Akibat digempur tekstil impor, sembilan perusahaan tekstil diketahui telah gulung tikar selama tiga tahun terakhir, sejak 2017. Sehingga, rasionalisasi atau pemutusan hubungan kerja pun tak terhindarkan, mulai dari 75 hingga 500 karyawan di setiap perusahaan. Menurut Ernovian, mayoritas dari perusahaan ini berada di daerah Jawa Barat, Jakarta, dan sekitarnya.
Ernovian mengatakan persoalan yang terjadi sebenarnya lebih kompleks. Pertama tentunya lonjakan barang impor tekstil yang masuk ke Indonesia dengan harga murah. Sementara, harga produk lokal lebih tinggi lantaran kurangnya daya saing. Daya saing ini rendah lantaran ongkos produksi yang tinggi. “Untuk kain saja, ini sudah terjadi sejak 2010, tapi baru sekarang kedengeran,” kata dia. Untuk itu, API telah mengajukan permohonan penyelidikan safeguard kepada Komite Pengamanan Perdagangan Indonesia (KPPI) Kementerian Perdagangan atas lonjakan impor ini.

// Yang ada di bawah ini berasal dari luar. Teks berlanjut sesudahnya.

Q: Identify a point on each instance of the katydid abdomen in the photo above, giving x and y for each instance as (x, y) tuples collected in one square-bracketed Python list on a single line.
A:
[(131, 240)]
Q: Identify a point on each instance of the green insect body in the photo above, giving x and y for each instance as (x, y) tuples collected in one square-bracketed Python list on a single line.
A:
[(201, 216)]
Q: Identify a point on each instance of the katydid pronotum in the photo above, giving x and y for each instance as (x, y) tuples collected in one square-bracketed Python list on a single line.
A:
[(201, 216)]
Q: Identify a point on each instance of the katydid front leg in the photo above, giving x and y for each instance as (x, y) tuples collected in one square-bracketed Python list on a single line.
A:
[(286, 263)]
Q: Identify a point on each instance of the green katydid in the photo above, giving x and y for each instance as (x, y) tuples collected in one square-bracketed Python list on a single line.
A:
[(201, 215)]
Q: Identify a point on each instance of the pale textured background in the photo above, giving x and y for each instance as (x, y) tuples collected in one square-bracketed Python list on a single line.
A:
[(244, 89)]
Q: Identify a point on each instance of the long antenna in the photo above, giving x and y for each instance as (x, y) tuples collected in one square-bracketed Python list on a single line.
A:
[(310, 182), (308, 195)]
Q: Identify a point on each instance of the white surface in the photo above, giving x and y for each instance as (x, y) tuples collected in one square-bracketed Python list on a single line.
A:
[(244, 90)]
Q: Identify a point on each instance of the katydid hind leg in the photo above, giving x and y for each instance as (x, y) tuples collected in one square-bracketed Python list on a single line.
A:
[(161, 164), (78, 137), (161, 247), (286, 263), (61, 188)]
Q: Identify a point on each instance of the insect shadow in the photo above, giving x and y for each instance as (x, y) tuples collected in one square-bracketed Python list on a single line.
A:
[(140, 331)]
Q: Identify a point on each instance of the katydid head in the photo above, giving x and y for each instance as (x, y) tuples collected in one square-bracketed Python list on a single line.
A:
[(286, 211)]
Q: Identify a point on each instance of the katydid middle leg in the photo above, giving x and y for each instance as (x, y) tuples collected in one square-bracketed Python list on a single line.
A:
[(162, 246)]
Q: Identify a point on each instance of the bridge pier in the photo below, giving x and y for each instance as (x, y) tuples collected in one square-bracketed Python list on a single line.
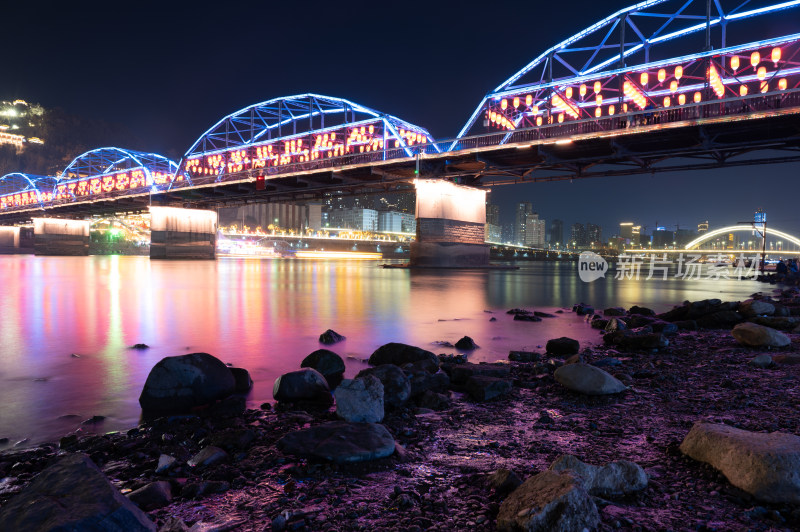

Kedua, ada sejumlah regulasi yang justru memberatkan produsen. API mencatat, setidaknya ada 13 aturan, mulai dari Undang-Undang, Peraturan Presiden, hingga Peraturan Menteri yang justru memberatkan dan mengurangi daya saing produk lokal. Salah satunya yaitu Peraturan Menteri Lingkungan Hidup dan Kehutanan Nomor P.16/MENLHK/SETJEN/KUM.1/4/2019 tentang Baku Mutu Air Limbah.